Many injuries can be easily avoided by using good common sense and by following safe practices during your trip!
Although the northern lakes may look clean and pure, there is a problem with giardia lamblia (often called Giardia), a water cyst which can cause unpleasant intestinal illness. All drinking water should be treated by one of the following methods:
- Boil your water
Bring water to a full boil for at least one minute, then let stand until cool enough to drink.
- Purify or filter your water
Use a purifer or filter to that is specifically designed to remove giardia lamblia.
- Use tablets to purify
Many outdoor retailers sell tablets to treat your water, follow manufacturers directions for use. Cold or cloudy water will take longer to treat and may require additional tablets.
The Voyageur method
Many outdoor enthusiasts still use the straight out of the lake method. If you use this method you must do it correctly or you may get rather ill. Away from shore and in water that is deeper than you can see bottom. Take your water bottle and gather your drinking water at least an elbows length deep, cap it and return to surface.
Always wear your life jacket/PFD(personal floatation device) -- it will not work unless you wear it. Minnesota state law requires all watercraft, including canoes, to have one U.S. Coast-Guard approved PFD on board and readily accessible for each person in the watercraft. The U.S. Coast Guard requires that children 13 and under must wear an appropriate sized PFD when ever in a watercraft. If you capsize, stay with your canoe -- take a deep breathe, stay calm, and get to shore and remove wet clothing. Many canoes will not sink!

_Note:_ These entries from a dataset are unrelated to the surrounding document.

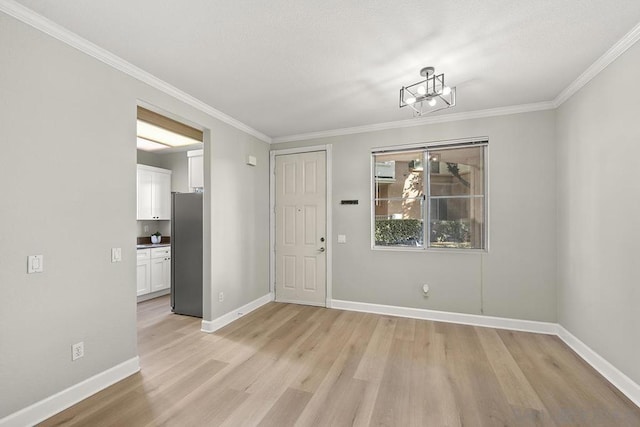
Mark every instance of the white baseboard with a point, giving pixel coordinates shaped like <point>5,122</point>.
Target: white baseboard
<point>622,382</point>
<point>60,401</point>
<point>210,326</point>
<point>444,316</point>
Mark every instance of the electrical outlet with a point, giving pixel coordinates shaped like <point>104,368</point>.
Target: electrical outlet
<point>35,264</point>
<point>77,351</point>
<point>116,254</point>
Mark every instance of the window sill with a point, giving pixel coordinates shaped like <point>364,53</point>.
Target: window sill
<point>436,250</point>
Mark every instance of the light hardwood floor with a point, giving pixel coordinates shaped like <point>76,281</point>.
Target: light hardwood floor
<point>288,364</point>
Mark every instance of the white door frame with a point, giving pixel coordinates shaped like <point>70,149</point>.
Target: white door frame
<point>272,216</point>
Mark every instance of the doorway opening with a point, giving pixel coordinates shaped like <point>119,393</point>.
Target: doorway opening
<point>171,175</point>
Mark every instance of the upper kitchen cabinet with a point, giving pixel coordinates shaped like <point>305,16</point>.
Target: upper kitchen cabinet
<point>154,193</point>
<point>196,169</point>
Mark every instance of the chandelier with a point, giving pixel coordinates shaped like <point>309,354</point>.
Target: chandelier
<point>428,95</point>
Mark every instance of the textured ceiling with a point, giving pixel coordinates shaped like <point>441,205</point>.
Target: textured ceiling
<point>287,67</point>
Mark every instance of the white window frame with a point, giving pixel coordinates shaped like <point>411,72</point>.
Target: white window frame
<point>425,148</point>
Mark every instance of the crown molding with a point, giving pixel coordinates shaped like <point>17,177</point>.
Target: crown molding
<point>600,64</point>
<point>467,115</point>
<point>49,27</point>
<point>26,15</point>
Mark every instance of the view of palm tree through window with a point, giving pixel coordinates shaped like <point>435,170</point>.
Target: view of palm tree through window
<point>439,193</point>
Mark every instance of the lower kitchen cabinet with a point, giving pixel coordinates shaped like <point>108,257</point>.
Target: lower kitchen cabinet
<point>153,270</point>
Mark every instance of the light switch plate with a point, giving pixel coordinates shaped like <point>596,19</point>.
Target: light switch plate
<point>35,264</point>
<point>116,254</point>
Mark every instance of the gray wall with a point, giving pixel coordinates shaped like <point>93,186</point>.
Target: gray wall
<point>516,278</point>
<point>67,126</point>
<point>598,213</point>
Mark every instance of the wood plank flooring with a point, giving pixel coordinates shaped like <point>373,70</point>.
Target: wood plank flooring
<point>285,365</point>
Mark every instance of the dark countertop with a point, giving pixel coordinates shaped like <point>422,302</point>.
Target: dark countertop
<point>152,245</point>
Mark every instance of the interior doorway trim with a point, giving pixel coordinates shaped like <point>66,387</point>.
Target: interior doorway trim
<point>272,217</point>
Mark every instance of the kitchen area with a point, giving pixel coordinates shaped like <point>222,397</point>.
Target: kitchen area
<point>170,185</point>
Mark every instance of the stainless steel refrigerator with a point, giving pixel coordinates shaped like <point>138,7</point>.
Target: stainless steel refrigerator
<point>186,253</point>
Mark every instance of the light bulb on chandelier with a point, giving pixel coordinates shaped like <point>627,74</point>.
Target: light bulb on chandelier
<point>428,95</point>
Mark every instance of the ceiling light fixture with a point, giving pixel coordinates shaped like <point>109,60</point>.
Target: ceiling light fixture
<point>424,96</point>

Check with the manufacture's specifications of your watercraft.
Map and compass
Current detailed maps and a compass are essential to finding your way through Canoe Country. Keep your map in front of you and refer to it often. Leave a trip itinerary with someone at home, including the leader's name, entry point and date, exit point and date, car description and license information and any pertinent group information. Searches are not automatically initiated if a group doesn't exit as planned. If someone is concerned because you are overdue, they should contact the County Sheriff's office. If you get lost, don't panic. Sit down, relax and think.

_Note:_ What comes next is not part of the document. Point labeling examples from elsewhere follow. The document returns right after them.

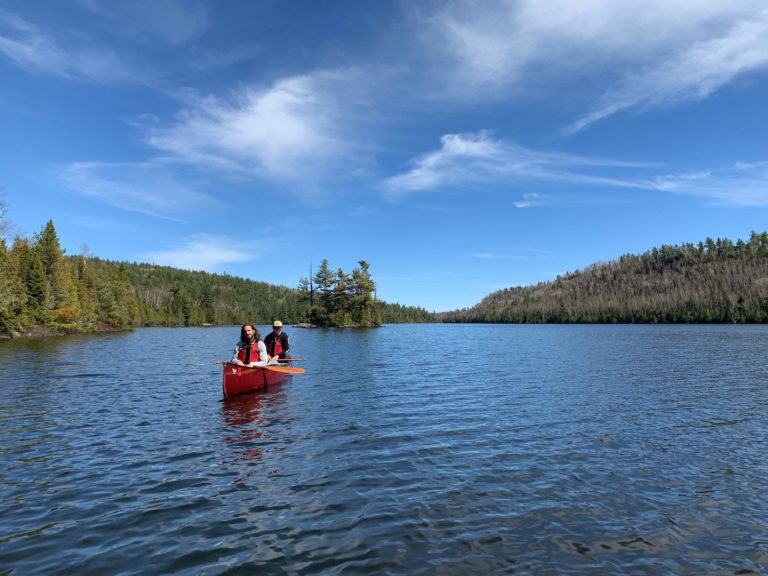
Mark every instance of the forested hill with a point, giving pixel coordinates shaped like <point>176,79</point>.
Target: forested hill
<point>713,281</point>
<point>43,291</point>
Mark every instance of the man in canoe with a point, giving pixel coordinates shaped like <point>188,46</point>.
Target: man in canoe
<point>250,351</point>
<point>277,342</point>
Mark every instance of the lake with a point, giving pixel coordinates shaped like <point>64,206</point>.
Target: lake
<point>410,449</point>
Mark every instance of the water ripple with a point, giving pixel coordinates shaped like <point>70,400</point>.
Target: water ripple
<point>567,450</point>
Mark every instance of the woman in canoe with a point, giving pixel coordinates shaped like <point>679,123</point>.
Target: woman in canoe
<point>250,351</point>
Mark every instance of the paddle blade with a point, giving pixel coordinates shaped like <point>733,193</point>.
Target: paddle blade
<point>285,369</point>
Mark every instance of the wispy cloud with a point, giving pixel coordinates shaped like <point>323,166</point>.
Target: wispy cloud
<point>529,200</point>
<point>202,252</point>
<point>635,52</point>
<point>174,21</point>
<point>693,73</point>
<point>37,51</point>
<point>145,188</point>
<point>477,158</point>
<point>744,184</point>
<point>291,131</point>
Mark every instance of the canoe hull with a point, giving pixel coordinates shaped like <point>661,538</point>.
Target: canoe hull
<point>238,380</point>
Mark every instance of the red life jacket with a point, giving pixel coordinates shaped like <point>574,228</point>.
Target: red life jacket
<point>254,352</point>
<point>278,347</point>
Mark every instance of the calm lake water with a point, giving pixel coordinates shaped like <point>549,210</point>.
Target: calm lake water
<point>411,449</point>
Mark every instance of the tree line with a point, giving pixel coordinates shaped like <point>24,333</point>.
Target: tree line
<point>341,299</point>
<point>715,281</point>
<point>45,291</point>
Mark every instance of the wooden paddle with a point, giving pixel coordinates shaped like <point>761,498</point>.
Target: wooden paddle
<point>284,369</point>
<point>272,368</point>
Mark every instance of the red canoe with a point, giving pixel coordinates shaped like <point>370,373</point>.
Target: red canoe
<point>241,380</point>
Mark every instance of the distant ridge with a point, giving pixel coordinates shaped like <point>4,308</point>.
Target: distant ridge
<point>45,292</point>
<point>715,281</point>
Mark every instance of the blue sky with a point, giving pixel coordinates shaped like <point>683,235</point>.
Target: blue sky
<point>459,147</point>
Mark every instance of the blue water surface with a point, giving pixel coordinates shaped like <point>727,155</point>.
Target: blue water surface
<point>409,449</point>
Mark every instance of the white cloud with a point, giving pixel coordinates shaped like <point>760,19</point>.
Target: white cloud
<point>634,52</point>
<point>744,184</point>
<point>477,158</point>
<point>292,131</point>
<point>202,252</point>
<point>34,50</point>
<point>529,200</point>
<point>143,188</point>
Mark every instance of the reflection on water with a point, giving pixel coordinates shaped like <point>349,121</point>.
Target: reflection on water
<point>566,450</point>
<point>248,416</point>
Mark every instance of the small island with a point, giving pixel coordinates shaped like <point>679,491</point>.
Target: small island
<point>339,300</point>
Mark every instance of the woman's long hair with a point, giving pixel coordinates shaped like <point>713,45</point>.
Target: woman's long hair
<point>244,338</point>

Canoe close to shore. This lessens the chance of being caught by sudden changes in weather. Get off the water if a storm threatens.
Portages are there in place for a reason -- use them! Many rapids in Canoe Country are not safe to "run". If you choose to run the rapids at least scout them out before taking the chance.

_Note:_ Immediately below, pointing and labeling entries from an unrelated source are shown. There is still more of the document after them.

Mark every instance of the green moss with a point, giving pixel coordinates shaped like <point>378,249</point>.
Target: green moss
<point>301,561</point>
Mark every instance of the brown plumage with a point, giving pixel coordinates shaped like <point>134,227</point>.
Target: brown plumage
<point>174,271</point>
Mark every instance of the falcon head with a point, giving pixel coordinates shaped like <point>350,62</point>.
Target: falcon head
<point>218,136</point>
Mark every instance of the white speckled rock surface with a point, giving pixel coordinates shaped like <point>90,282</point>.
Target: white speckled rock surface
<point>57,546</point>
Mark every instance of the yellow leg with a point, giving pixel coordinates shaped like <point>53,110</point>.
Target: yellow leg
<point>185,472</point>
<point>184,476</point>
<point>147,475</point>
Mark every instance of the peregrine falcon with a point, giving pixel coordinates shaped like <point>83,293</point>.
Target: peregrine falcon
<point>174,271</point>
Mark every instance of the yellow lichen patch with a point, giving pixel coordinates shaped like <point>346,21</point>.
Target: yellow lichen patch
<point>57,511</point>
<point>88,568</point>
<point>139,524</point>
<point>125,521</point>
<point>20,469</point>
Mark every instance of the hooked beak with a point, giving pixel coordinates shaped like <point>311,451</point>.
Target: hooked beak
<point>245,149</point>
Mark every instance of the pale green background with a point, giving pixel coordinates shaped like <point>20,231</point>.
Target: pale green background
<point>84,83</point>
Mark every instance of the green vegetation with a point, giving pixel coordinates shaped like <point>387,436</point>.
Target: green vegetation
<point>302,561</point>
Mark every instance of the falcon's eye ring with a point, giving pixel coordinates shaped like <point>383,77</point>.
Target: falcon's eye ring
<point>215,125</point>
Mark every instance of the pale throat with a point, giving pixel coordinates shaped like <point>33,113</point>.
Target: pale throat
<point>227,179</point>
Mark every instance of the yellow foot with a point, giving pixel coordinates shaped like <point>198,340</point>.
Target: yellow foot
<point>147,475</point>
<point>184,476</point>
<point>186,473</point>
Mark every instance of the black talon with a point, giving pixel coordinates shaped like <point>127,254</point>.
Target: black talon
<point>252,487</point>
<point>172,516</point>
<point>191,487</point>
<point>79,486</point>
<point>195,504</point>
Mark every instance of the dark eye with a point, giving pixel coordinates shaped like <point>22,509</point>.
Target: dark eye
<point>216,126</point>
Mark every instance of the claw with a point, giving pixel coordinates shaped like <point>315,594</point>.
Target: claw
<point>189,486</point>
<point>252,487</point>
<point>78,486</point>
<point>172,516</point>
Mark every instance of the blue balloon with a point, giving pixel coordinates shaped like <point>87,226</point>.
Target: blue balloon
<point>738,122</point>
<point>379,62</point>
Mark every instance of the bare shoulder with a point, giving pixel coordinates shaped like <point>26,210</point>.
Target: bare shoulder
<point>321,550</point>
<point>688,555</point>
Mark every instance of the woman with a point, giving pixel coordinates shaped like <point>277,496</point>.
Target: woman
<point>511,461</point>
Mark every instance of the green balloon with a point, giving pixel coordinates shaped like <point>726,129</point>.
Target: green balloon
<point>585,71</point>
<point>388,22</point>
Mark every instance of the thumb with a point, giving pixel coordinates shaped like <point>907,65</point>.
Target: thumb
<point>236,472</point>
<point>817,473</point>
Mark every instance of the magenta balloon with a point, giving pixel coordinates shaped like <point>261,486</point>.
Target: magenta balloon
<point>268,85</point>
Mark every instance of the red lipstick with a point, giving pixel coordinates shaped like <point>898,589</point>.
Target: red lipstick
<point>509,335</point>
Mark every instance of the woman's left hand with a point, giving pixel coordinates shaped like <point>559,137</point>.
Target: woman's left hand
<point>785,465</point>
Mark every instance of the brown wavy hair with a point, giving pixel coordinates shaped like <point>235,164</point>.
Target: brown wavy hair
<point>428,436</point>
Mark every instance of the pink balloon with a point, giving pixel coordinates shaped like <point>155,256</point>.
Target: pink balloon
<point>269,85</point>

Watch for warning signs of hypothermia, including uncontrolled shivering, slurred speech, lack of coordination and poor concentration. Get the victim into a shelter out of wind and remove wet clothes. Give fluids and foods to a conscious victim and have the victim rest until thoroughly warmed. Hypothermia is especially a concern in the spring and fall seasons, although it's good to be aware of the signs even in the summer months. Cold rain and wind can easily contribute to hypothermia, most cases of hypothermia are in the middle of summer.
Always carry a first aid kit with your group, and stick together. Many pre-made kits are available for sale, or you can always make your own. You may also attend a certified Red Cross Community First Aid class; it only takes a few hours of your time and your knowledge may help save a life. For folks who are interested, Wilderness First Aid and Wilderness First Responder classes are also available.